If we assume 3 billion base pairs per human cell, 1/100,000 transcription errors, but a high rate of intra-transcriptional proofreading, we get that figure down to about 0.3 mutations (wrong letter substitution) per cell division.
We don’t know if those errors are evenly distributed between daughters and over time so one could argue that is acceptably low or perhaps over gazillions of random mutations, the accumulation is significant. A comparison of preserved cord blood with children and young adults with respect to their genetic integrity could help answer this question but sadly, this is an area of utmost importance that has been neglected.

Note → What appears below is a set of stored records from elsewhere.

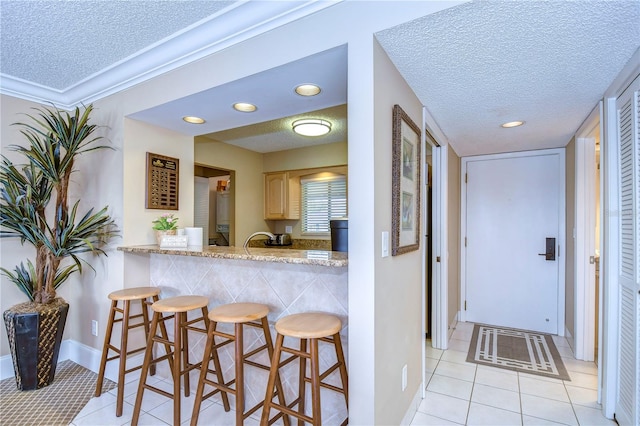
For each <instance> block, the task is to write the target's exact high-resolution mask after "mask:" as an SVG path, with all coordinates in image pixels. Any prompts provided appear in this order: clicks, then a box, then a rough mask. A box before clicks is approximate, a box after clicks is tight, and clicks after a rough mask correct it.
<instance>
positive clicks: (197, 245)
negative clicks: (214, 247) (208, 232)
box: [184, 228, 203, 246]
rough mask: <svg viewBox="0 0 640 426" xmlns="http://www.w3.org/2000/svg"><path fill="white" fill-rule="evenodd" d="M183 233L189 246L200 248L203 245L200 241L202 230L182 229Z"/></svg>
mask: <svg viewBox="0 0 640 426" xmlns="http://www.w3.org/2000/svg"><path fill="white" fill-rule="evenodd" d="M184 233H185V235H186V236H187V238H188V240H189V243H188V244H189V245H190V246H201V245H202V243H203V239H202V228H184Z"/></svg>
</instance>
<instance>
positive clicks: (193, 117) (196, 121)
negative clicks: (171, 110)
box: [182, 115, 204, 124]
mask: <svg viewBox="0 0 640 426" xmlns="http://www.w3.org/2000/svg"><path fill="white" fill-rule="evenodd" d="M182 119H183V120H184V121H186V122H187V123H191V124H202V123H204V118H200V117H194V116H190V115H187V116H186V117H182Z"/></svg>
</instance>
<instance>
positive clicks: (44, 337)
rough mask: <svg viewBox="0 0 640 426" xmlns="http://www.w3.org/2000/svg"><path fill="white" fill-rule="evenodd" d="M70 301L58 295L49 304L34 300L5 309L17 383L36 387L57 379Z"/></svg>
mask: <svg viewBox="0 0 640 426" xmlns="http://www.w3.org/2000/svg"><path fill="white" fill-rule="evenodd" d="M67 312H69V304H68V303H67V302H65V301H64V300H63V299H61V298H58V299H56V300H55V301H54V302H53V303H49V304H46V305H42V304H37V303H33V302H27V303H21V304H19V305H14V306H12V307H11V308H9V309H7V310H6V311H4V314H3V316H4V324H5V326H6V328H7V336H8V338H9V346H10V348H11V358H12V359H13V369H14V371H15V374H16V386H17V388H18V389H19V390H34V389H40V388H42V387H45V386H48V385H49V384H51V383H52V382H53V378H54V376H55V373H56V365H57V364H58V354H59V353H60V344H61V343H62V333H63V332H64V325H65V323H66V321H67Z"/></svg>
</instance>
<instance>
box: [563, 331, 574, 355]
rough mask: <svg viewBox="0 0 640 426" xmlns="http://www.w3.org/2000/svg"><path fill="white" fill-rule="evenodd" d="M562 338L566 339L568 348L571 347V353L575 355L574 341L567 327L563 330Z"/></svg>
mask: <svg viewBox="0 0 640 426" xmlns="http://www.w3.org/2000/svg"><path fill="white" fill-rule="evenodd" d="M564 337H565V339H567V343H569V346H570V347H571V351H572V352H573V353H574V354H575V353H576V348H575V345H576V343H575V341H574V340H573V336H572V335H571V333H569V329H568V328H567V327H565V328H564Z"/></svg>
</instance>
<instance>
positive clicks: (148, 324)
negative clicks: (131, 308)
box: [95, 287, 166, 417]
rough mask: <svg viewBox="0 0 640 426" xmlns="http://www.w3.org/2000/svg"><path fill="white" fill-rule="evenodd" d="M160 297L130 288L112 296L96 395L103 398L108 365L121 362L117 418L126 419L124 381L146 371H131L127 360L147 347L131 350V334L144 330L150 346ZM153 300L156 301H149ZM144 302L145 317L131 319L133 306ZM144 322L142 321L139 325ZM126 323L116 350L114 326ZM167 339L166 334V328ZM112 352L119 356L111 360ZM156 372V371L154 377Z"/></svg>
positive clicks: (141, 314)
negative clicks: (150, 314) (153, 315)
mask: <svg viewBox="0 0 640 426" xmlns="http://www.w3.org/2000/svg"><path fill="white" fill-rule="evenodd" d="M158 294H160V289H159V288H157V287H135V288H127V289H124V290H118V291H114V292H113V293H110V294H109V299H110V300H111V309H110V311H109V320H108V322H107V328H106V333H105V336H104V345H103V346H102V359H101V360H100V369H99V371H98V380H97V381H96V393H95V396H100V395H101V394H102V384H103V382H104V372H105V369H106V367H107V362H109V361H113V360H116V359H118V360H120V365H119V366H118V395H117V398H116V417H120V416H121V415H122V405H123V399H124V377H125V375H126V374H127V373H131V372H132V371H136V370H138V369H140V368H141V367H142V365H138V366H137V367H133V368H130V369H128V370H127V357H128V356H129V355H133V354H135V353H138V352H142V351H144V350H145V348H146V345H145V346H141V347H139V348H136V349H132V350H129V348H128V343H129V330H132V329H134V328H138V327H144V341H145V343H146V342H147V339H148V338H149V311H148V306H149V305H150V304H151V303H153V302H157V301H158ZM149 299H151V300H152V301H149ZM136 301H138V302H140V307H141V308H142V310H141V313H139V314H136V315H131V302H136ZM119 302H122V307H118V304H119ZM117 314H120V317H119V318H117V319H116V315H117ZM138 319H141V321H138ZM119 322H121V323H122V329H121V332H120V347H116V346H114V345H113V344H111V337H112V335H113V325H114V324H116V323H119ZM163 330H164V333H165V336H166V330H165V329H164V328H163ZM109 350H111V351H113V352H115V355H114V356H111V357H109ZM154 373H155V371H152V372H151V374H152V375H153V374H154Z"/></svg>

Scientists should already have determined out of the 3 Billion base pairs in a human genome, what percent of the original source code has changed per year. Chances are factors such as stress, sleep, telomerase activity and other DNA copy, repair, and error-correction pathways have a role but that over time, the integrity is subject to drift which accelerates with the depletion of relatively intact aboriginal stem cells.
Perhaps Jerome is right to suggest most of the phenotypic phenomena of aging are not in the DNA but in the epigenetic modifications. Somehow I think that it is probably both, except in the germ line cells (the eggs and sperm) that must maintain a relatively higher rate of error correction for the survival of the species. One of the most interesting studies of TA-65 in mice showed that telomerase activity could reverse aging suggesting that telomeres may not only be timebombs, but that their DNA and TERRA epigenetic modifications could act as a form of reversible timekeeper for the behavior of the cell as well.